Mérite, richesse et éducation: le droit européen et les droits nationaux creusent les inégalités, sur la base du concept d’intégration.

En se basant sur la jurisprudence européenne, Sarah GantyCentre de droit européen et Centre Perelman, Faculté de Droit et de Criminologie- retrace l’historique et l’évolution du concept d’intégration depuis les années 60 en droit européen. La chercheuse constate qu’avec les années, l’intervention des autorités européennes et nationales a augmenté et limite les droits et avantages des personnes les plus socioéconomiquement désavantagées. Le principe d’intégration en droits européen et nationaux favorise donc les « Merizens », ces citoyens riches et/ou avec un haut niveau d’éducation.

La chercheuse utilise cette notion de « Merizenship », contraction des mots anglais "merit" (mérite) et "citizenship" (citoyenneté), pour désigner la situation en vertu de laquelle les citoyens ne sont pas égaux face à l’intégration. Par exemple, les merizens sont exemptés de passer certains tests d’intégration, là où les non-merizens sont désavantagés face aux tests de langues onéreux et difficiles ou de connaissances culturelles nationales imposés par certains pays. Ces tests « filtre » permettent à certains gouvernements européens d’effectuer une sélection des personnes « voulues » et « non-voulues ».
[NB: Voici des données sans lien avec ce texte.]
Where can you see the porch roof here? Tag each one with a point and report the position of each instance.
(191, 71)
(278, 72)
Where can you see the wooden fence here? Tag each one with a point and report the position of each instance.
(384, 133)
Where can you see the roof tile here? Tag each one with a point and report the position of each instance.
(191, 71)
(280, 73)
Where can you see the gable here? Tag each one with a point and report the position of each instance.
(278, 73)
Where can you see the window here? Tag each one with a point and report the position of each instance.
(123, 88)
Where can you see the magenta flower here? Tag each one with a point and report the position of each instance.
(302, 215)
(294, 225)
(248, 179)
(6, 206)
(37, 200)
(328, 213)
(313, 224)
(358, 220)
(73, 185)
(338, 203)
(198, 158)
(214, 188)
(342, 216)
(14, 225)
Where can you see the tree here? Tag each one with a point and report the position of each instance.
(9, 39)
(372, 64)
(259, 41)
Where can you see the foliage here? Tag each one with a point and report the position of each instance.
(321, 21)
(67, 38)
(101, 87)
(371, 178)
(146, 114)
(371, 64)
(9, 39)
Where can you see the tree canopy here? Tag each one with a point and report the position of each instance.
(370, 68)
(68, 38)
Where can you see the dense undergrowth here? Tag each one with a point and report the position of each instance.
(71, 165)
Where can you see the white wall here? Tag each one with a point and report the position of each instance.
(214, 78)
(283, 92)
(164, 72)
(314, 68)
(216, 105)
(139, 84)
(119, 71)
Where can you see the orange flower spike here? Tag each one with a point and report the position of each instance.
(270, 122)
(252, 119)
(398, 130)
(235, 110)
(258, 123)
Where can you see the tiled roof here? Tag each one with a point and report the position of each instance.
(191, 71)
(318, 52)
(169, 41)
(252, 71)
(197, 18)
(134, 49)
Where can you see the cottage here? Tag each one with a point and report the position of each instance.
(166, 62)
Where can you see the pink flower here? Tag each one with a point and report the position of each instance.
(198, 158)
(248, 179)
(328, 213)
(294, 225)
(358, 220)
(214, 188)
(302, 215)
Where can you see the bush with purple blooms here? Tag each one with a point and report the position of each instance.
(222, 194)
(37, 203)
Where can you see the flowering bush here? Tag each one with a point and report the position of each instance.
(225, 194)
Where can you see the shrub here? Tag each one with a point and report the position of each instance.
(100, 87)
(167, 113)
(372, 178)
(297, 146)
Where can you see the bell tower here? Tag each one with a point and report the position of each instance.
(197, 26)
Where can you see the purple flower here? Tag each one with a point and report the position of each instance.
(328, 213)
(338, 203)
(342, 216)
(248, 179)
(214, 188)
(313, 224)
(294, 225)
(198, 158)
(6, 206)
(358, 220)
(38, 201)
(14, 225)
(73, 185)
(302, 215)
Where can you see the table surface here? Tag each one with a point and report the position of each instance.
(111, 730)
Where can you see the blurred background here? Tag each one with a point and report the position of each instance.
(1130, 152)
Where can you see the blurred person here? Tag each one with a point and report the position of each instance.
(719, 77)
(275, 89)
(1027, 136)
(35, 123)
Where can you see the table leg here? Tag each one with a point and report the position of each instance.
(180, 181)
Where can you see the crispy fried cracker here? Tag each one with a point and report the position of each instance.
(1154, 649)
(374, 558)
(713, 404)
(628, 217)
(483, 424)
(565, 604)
Sarah Ganty prend aussi le contre-pied de la tendance à recourir aux obligations et conditions d’intégration de la part des étrangers. Elle pose la question de l’obligation des États et non des personnes face au droit à l’intégration : « N’est-ce pas aux États de fournir les outils aux personnes pour s’intégrer ? ».

Elle discutera de la question de l’intégration des ressortissants des pays tiers en droit européen le 10 juillet dans le cadre de l’École d’été ODYSSEUS.